# Basilia identification



## limes (Oct 10, 2013)

Can someone identify this Brasilia grinder for me? Sorry for poor photos...


----------



## soundklinik (May 31, 2013)

I think it is Brasilia RR45...Brasilia/Rossi go way back..

Considered (around here) as a great machine....They have 40 or 80 position adjustment...

Burrs cost ~18 pounds

How much?


----------



## limes (Oct 10, 2013)

That's good to know. I was looking at other Brasilia's and it didn't look much like the RR45, so thought it might be something else. It's very old. Nice to know burrs only cost ~£18.
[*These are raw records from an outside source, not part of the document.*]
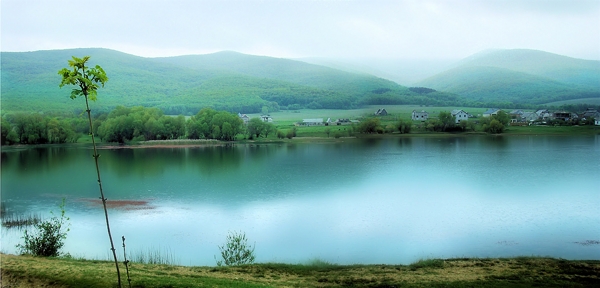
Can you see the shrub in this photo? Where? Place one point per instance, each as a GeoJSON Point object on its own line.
{"type": "Point", "coordinates": [290, 134]}
{"type": "Point", "coordinates": [280, 134]}
{"type": "Point", "coordinates": [236, 251]}
{"type": "Point", "coordinates": [48, 236]}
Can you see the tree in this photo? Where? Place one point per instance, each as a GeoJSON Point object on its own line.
{"type": "Point", "coordinates": [404, 126]}
{"type": "Point", "coordinates": [255, 127]}
{"type": "Point", "coordinates": [371, 125]}
{"type": "Point", "coordinates": [87, 81]}
{"type": "Point", "coordinates": [48, 237]}
{"type": "Point", "coordinates": [268, 128]}
{"type": "Point", "coordinates": [236, 250]}
{"type": "Point", "coordinates": [8, 134]}
{"type": "Point", "coordinates": [495, 127]}
{"type": "Point", "coordinates": [447, 120]}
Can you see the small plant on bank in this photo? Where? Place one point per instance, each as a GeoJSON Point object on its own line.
{"type": "Point", "coordinates": [236, 251]}
{"type": "Point", "coordinates": [48, 236]}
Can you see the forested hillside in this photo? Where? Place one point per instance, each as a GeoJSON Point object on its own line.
{"type": "Point", "coordinates": [521, 77]}
{"type": "Point", "coordinates": [184, 85]}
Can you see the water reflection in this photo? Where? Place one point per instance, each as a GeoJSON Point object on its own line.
{"type": "Point", "coordinates": [371, 201]}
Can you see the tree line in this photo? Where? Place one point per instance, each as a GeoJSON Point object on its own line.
{"type": "Point", "coordinates": [125, 124]}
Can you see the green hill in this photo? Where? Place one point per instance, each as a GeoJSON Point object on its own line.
{"type": "Point", "coordinates": [520, 76]}
{"type": "Point", "coordinates": [185, 84]}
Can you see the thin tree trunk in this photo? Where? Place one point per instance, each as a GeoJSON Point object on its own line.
{"type": "Point", "coordinates": [96, 155]}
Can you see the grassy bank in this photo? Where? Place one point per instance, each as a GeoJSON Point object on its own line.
{"type": "Point", "coordinates": [27, 271]}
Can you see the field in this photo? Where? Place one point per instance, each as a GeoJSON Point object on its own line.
{"type": "Point", "coordinates": [288, 117]}
{"type": "Point", "coordinates": [589, 101]}
{"type": "Point", "coordinates": [27, 271]}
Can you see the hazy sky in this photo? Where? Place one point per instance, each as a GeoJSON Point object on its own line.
{"type": "Point", "coordinates": [419, 29]}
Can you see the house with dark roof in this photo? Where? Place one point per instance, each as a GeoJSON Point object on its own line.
{"type": "Point", "coordinates": [420, 116]}
{"type": "Point", "coordinates": [381, 112]}
{"type": "Point", "coordinates": [244, 118]}
{"type": "Point", "coordinates": [459, 115]}
{"type": "Point", "coordinates": [491, 112]}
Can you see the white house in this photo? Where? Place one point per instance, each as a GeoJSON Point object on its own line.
{"type": "Point", "coordinates": [491, 112]}
{"type": "Point", "coordinates": [459, 115]}
{"type": "Point", "coordinates": [420, 116]}
{"type": "Point", "coordinates": [312, 122]}
{"type": "Point", "coordinates": [244, 118]}
{"type": "Point", "coordinates": [266, 118]}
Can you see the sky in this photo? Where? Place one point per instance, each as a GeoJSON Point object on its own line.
{"type": "Point", "coordinates": [402, 29]}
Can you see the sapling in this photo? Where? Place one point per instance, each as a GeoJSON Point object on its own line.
{"type": "Point", "coordinates": [87, 81]}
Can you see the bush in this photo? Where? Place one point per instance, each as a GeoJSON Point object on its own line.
{"type": "Point", "coordinates": [236, 251]}
{"type": "Point", "coordinates": [48, 237]}
{"type": "Point", "coordinates": [280, 134]}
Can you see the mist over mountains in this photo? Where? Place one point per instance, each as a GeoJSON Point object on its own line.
{"type": "Point", "coordinates": [245, 83]}
{"type": "Point", "coordinates": [519, 76]}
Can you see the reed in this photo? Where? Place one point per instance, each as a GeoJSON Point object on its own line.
{"type": "Point", "coordinates": [14, 220]}
{"type": "Point", "coordinates": [153, 256]}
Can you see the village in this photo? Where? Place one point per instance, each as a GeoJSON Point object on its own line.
{"type": "Point", "coordinates": [518, 117]}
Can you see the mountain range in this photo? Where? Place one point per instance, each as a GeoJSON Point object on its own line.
{"type": "Point", "coordinates": [520, 76]}
{"type": "Point", "coordinates": [246, 83]}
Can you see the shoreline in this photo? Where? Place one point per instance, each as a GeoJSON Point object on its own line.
{"type": "Point", "coordinates": [193, 143]}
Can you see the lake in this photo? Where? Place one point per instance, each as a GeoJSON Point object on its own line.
{"type": "Point", "coordinates": [388, 201]}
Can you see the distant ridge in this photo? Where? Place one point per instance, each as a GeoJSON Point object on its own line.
{"type": "Point", "coordinates": [520, 76]}
{"type": "Point", "coordinates": [185, 84]}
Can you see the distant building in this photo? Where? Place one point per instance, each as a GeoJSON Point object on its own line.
{"type": "Point", "coordinates": [491, 112]}
{"type": "Point", "coordinates": [244, 118]}
{"type": "Point", "coordinates": [311, 122]}
{"type": "Point", "coordinates": [266, 118]}
{"type": "Point", "coordinates": [562, 115]}
{"type": "Point", "coordinates": [381, 112]}
{"type": "Point", "coordinates": [459, 115]}
{"type": "Point", "coordinates": [420, 116]}
{"type": "Point", "coordinates": [543, 114]}
{"type": "Point", "coordinates": [529, 117]}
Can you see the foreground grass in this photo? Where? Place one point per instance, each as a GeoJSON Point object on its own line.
{"type": "Point", "coordinates": [27, 271]}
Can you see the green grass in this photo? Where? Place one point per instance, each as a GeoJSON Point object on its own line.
{"type": "Point", "coordinates": [589, 101]}
{"type": "Point", "coordinates": [30, 271]}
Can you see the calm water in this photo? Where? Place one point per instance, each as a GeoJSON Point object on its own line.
{"type": "Point", "coordinates": [374, 201]}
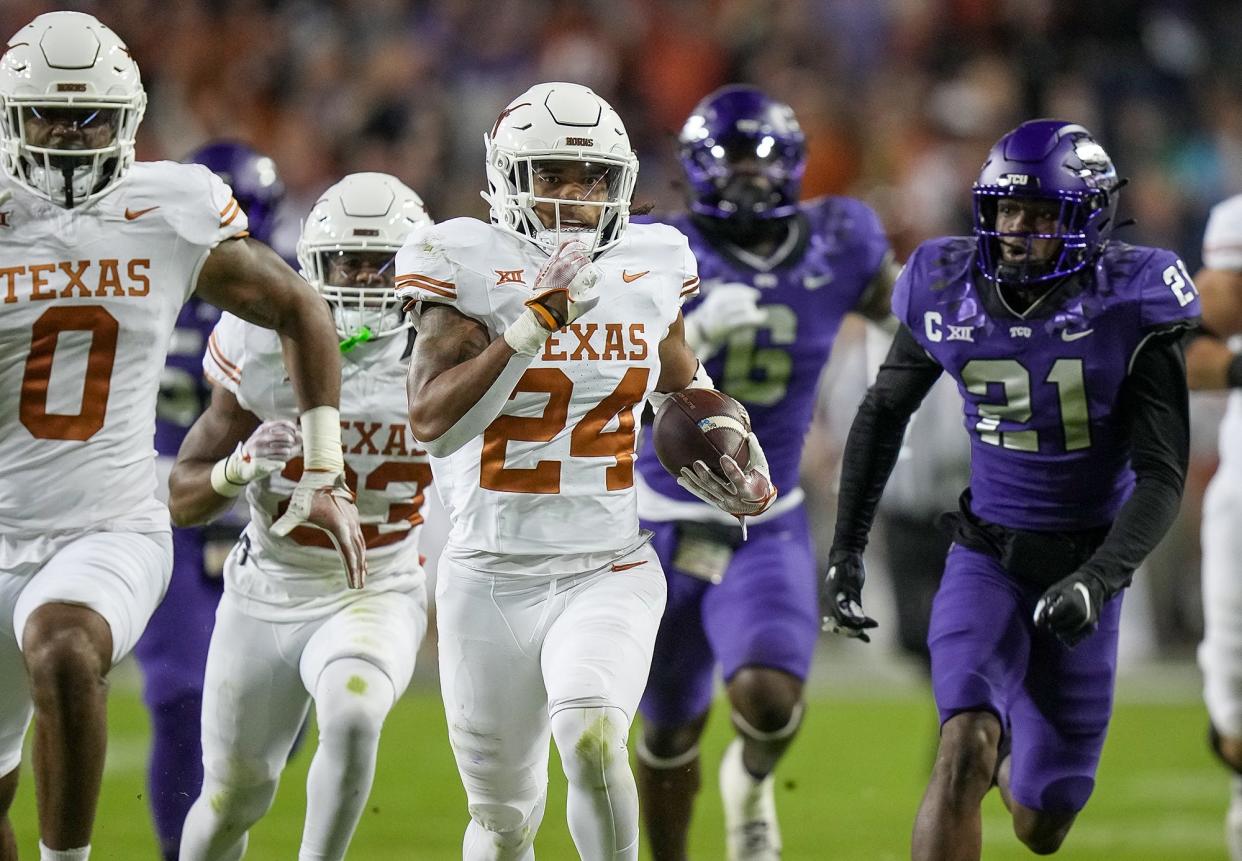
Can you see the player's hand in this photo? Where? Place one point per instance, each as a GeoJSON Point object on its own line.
{"type": "Point", "coordinates": [323, 501]}
{"type": "Point", "coordinates": [1069, 608]}
{"type": "Point", "coordinates": [733, 491]}
{"type": "Point", "coordinates": [566, 286]}
{"type": "Point", "coordinates": [266, 451]}
{"type": "Point", "coordinates": [724, 309]}
{"type": "Point", "coordinates": [841, 596]}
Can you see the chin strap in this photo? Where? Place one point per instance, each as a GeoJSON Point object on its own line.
{"type": "Point", "coordinates": [359, 337]}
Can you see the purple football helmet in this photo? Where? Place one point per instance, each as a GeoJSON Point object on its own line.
{"type": "Point", "coordinates": [1053, 162]}
{"type": "Point", "coordinates": [743, 153]}
{"type": "Point", "coordinates": [252, 178]}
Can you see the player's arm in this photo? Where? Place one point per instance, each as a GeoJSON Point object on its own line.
{"type": "Point", "coordinates": [723, 485]}
{"type": "Point", "coordinates": [1155, 401]}
{"type": "Point", "coordinates": [872, 447]}
{"type": "Point", "coordinates": [460, 379]}
{"type": "Point", "coordinates": [224, 450]}
{"type": "Point", "coordinates": [251, 281]}
{"type": "Point", "coordinates": [1210, 363]}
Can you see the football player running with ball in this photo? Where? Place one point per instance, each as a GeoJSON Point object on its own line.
{"type": "Point", "coordinates": [97, 256]}
{"type": "Point", "coordinates": [778, 278]}
{"type": "Point", "coordinates": [173, 651]}
{"type": "Point", "coordinates": [1066, 349]}
{"type": "Point", "coordinates": [293, 626]}
{"type": "Point", "coordinates": [540, 337]}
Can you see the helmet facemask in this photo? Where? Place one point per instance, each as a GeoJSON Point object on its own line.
{"type": "Point", "coordinates": [601, 196]}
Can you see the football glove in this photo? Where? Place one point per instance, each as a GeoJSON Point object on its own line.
{"type": "Point", "coordinates": [735, 492]}
{"type": "Point", "coordinates": [266, 451]}
{"type": "Point", "coordinates": [841, 596]}
{"type": "Point", "coordinates": [1069, 608]}
{"type": "Point", "coordinates": [724, 309]}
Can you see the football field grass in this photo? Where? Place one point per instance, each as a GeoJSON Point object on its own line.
{"type": "Point", "coordinates": [847, 790]}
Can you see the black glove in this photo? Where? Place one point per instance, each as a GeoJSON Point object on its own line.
{"type": "Point", "coordinates": [841, 596]}
{"type": "Point", "coordinates": [1069, 608]}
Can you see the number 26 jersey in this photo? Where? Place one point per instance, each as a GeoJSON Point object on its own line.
{"type": "Point", "coordinates": [554, 472]}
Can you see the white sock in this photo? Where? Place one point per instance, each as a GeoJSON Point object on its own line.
{"type": "Point", "coordinates": [352, 700]}
{"type": "Point", "coordinates": [602, 797]}
{"type": "Point", "coordinates": [62, 854]}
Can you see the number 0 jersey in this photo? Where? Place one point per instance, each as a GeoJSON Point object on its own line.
{"type": "Point", "coordinates": [1041, 393]}
{"type": "Point", "coordinates": [301, 574]}
{"type": "Point", "coordinates": [88, 298]}
{"type": "Point", "coordinates": [554, 472]}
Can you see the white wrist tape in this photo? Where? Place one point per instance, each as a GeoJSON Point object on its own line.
{"type": "Point", "coordinates": [220, 478]}
{"type": "Point", "coordinates": [701, 380]}
{"type": "Point", "coordinates": [321, 439]}
{"type": "Point", "coordinates": [527, 334]}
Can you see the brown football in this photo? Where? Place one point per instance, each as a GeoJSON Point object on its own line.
{"type": "Point", "coordinates": [701, 425]}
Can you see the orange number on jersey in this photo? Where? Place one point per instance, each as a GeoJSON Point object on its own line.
{"type": "Point", "coordinates": [544, 476]}
{"type": "Point", "coordinates": [586, 440]}
{"type": "Point", "coordinates": [46, 333]}
{"type": "Point", "coordinates": [380, 477]}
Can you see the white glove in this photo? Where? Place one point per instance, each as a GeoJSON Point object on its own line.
{"type": "Point", "coordinates": [266, 451]}
{"type": "Point", "coordinates": [724, 309]}
{"type": "Point", "coordinates": [738, 493]}
{"type": "Point", "coordinates": [565, 288]}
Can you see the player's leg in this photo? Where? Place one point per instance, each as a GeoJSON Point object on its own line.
{"type": "Point", "coordinates": [595, 661]}
{"type": "Point", "coordinates": [355, 666]}
{"type": "Point", "coordinates": [1220, 654]}
{"type": "Point", "coordinates": [763, 626]}
{"type": "Point", "coordinates": [15, 706]}
{"type": "Point", "coordinates": [76, 618]}
{"type": "Point", "coordinates": [173, 656]}
{"type": "Point", "coordinates": [1058, 718]}
{"type": "Point", "coordinates": [496, 705]}
{"type": "Point", "coordinates": [979, 640]}
{"type": "Point", "coordinates": [252, 705]}
{"type": "Point", "coordinates": [675, 706]}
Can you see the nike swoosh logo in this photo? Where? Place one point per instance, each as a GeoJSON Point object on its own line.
{"type": "Point", "coordinates": [630, 564]}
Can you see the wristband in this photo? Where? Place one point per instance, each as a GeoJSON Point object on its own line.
{"type": "Point", "coordinates": [1233, 374]}
{"type": "Point", "coordinates": [220, 482]}
{"type": "Point", "coordinates": [321, 439]}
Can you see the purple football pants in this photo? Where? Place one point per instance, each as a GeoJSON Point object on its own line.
{"type": "Point", "coordinates": [1056, 702]}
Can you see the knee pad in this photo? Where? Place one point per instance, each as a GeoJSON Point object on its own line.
{"type": "Point", "coordinates": [779, 734]}
{"type": "Point", "coordinates": [591, 743]}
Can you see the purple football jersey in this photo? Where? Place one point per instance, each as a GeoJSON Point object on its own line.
{"type": "Point", "coordinates": [806, 288]}
{"type": "Point", "coordinates": [1050, 449]}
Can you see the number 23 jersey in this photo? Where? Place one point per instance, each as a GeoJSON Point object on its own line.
{"type": "Point", "coordinates": [1042, 393]}
{"type": "Point", "coordinates": [88, 298]}
{"type": "Point", "coordinates": [554, 472]}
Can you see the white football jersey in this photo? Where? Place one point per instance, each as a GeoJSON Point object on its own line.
{"type": "Point", "coordinates": [554, 472]}
{"type": "Point", "coordinates": [302, 573]}
{"type": "Point", "coordinates": [1222, 250]}
{"type": "Point", "coordinates": [90, 300]}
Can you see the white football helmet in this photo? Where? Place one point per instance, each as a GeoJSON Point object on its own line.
{"type": "Point", "coordinates": [347, 252]}
{"type": "Point", "coordinates": [67, 68]}
{"type": "Point", "coordinates": [558, 122]}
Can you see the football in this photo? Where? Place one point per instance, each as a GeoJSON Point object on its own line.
{"type": "Point", "coordinates": [701, 425]}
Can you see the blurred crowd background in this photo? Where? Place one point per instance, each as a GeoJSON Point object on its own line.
{"type": "Point", "coordinates": [901, 101]}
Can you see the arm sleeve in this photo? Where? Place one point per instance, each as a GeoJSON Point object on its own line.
{"type": "Point", "coordinates": [1156, 403]}
{"type": "Point", "coordinates": [874, 440]}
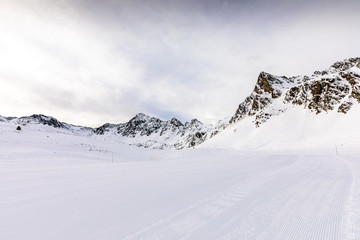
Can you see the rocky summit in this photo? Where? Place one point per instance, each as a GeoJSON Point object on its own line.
{"type": "Point", "coordinates": [334, 89]}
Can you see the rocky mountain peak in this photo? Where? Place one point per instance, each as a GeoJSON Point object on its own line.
{"type": "Point", "coordinates": [335, 88]}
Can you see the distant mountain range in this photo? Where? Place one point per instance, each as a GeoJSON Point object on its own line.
{"type": "Point", "coordinates": [334, 89]}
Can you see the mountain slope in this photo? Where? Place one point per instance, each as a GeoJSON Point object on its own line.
{"type": "Point", "coordinates": [321, 110]}
{"type": "Point", "coordinates": [142, 130]}
{"type": "Point", "coordinates": [335, 90]}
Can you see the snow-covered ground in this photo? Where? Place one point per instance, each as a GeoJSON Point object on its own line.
{"type": "Point", "coordinates": [54, 185]}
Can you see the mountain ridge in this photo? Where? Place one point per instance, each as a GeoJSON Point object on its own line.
{"type": "Point", "coordinates": [334, 89]}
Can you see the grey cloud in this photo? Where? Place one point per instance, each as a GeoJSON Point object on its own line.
{"type": "Point", "coordinates": [193, 59]}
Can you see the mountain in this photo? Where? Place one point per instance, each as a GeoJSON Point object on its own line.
{"type": "Point", "coordinates": [294, 112]}
{"type": "Point", "coordinates": [145, 131]}
{"type": "Point", "coordinates": [142, 130]}
{"type": "Point", "coordinates": [337, 88]}
{"type": "Point", "coordinates": [276, 101]}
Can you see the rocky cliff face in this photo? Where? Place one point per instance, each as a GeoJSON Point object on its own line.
{"type": "Point", "coordinates": [146, 131]}
{"type": "Point", "coordinates": [336, 88]}
{"type": "Point", "coordinates": [142, 130]}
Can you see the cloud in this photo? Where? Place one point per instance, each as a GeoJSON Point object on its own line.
{"type": "Point", "coordinates": [90, 62]}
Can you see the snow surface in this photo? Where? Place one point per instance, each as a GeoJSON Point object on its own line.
{"type": "Point", "coordinates": [274, 184]}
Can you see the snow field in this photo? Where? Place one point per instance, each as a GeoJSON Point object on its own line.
{"type": "Point", "coordinates": [58, 186]}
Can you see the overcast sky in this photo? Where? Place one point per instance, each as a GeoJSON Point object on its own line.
{"type": "Point", "coordinates": [94, 61]}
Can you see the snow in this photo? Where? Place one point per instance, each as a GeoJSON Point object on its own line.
{"type": "Point", "coordinates": [295, 177]}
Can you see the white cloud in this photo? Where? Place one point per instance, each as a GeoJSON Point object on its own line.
{"type": "Point", "coordinates": [88, 62]}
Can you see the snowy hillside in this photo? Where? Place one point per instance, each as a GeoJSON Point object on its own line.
{"type": "Point", "coordinates": [58, 185]}
{"type": "Point", "coordinates": [285, 166]}
{"type": "Point", "coordinates": [141, 131]}
{"type": "Point", "coordinates": [297, 101]}
{"type": "Point", "coordinates": [299, 112]}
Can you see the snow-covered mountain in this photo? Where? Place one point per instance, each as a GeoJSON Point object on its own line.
{"type": "Point", "coordinates": [142, 130]}
{"type": "Point", "coordinates": [145, 131]}
{"type": "Point", "coordinates": [298, 112]}
{"type": "Point", "coordinates": [335, 90]}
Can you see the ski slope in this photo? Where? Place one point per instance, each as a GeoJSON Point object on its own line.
{"type": "Point", "coordinates": [59, 186]}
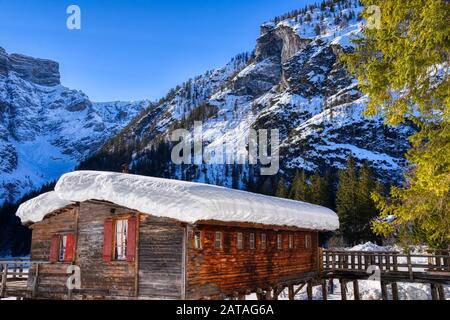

Any further confirmation of model would be cool. Its got some exposed wires and missing the cup that goes underneath (what ever that does), so wonder if I can buy spares for this particular unit?


----------



## coffeechap (Apr 5, 2012)

It's definitely an rr45 spares are readily available and it can be modded to fit better in the home.


----------



## limes (Oct 10, 2013)

Thanks soundklinik and coffeechap for this, appreciated. Time to dig out some rr45 mods then I think, as I'm going to be going this route once it's in my hands...

Anyone know of any good source for spares as Brasilia website says they only deal with trade...

Anyone care to point out some mods on the site? I'll get the grinder in a few days and knowing me I'll have a few tests with it then strip it down for a thorough clean and rebuild.

Been told it has a missing cup that the coffee lands in - any ideas what this is?


----------



## Padder (Dec 14, 2012)

coffeechap said:


> It's definitely an rr45 spares are readily available and it can be modded to fit better in the home.


Is there a smaller hopper available for these Dave?


----------



## Neill (Jun 26, 2013)

limes said:


> Thanks soundklinik and coffeechap for this, appreciated. Time to dig out some rr45 mods then I think, as I'm going to be going this route once it's in my hands...
> 
> Anyone know of any good source for spares as Brasilia website says they only deal with trade...
> 
> ...


If that's the one I spotted this morning you got a crackin deal.


----------



## soundklinik (May 31, 2013)

You're welcome, 

I looked on web to see what burrs are compatible. somebody might not have a "rossi rr45" blades, but have Eureka or Rancilio MD50 blades which are the same...

Don't worry about little missing parts, i don't have a hopper, i use a plastic yoghurt cup with bottom partially cut out that it flops down with weight of beans and prevents them from jumping out. And the doser is out too. just a hole

A small improvement you can do is to put a ONE! turn of plumbers' teflon tape on the bronze threads that adjust the burrs. it should go in nice and snug, it keeps the burrs free from play...

Burrs compatible to Rossi RR45:

*SPECS: LEFT TURN /64mm diameter/38mm inner dia./9mm thick/3 holes*

Rancilio MD50

ROSSI

SANTOS

AURORA

BRASILIA

EUREKA

OBEL-DSQ-EB

BTW it is Brasilia/Rossi= same thing when you look for parts


----------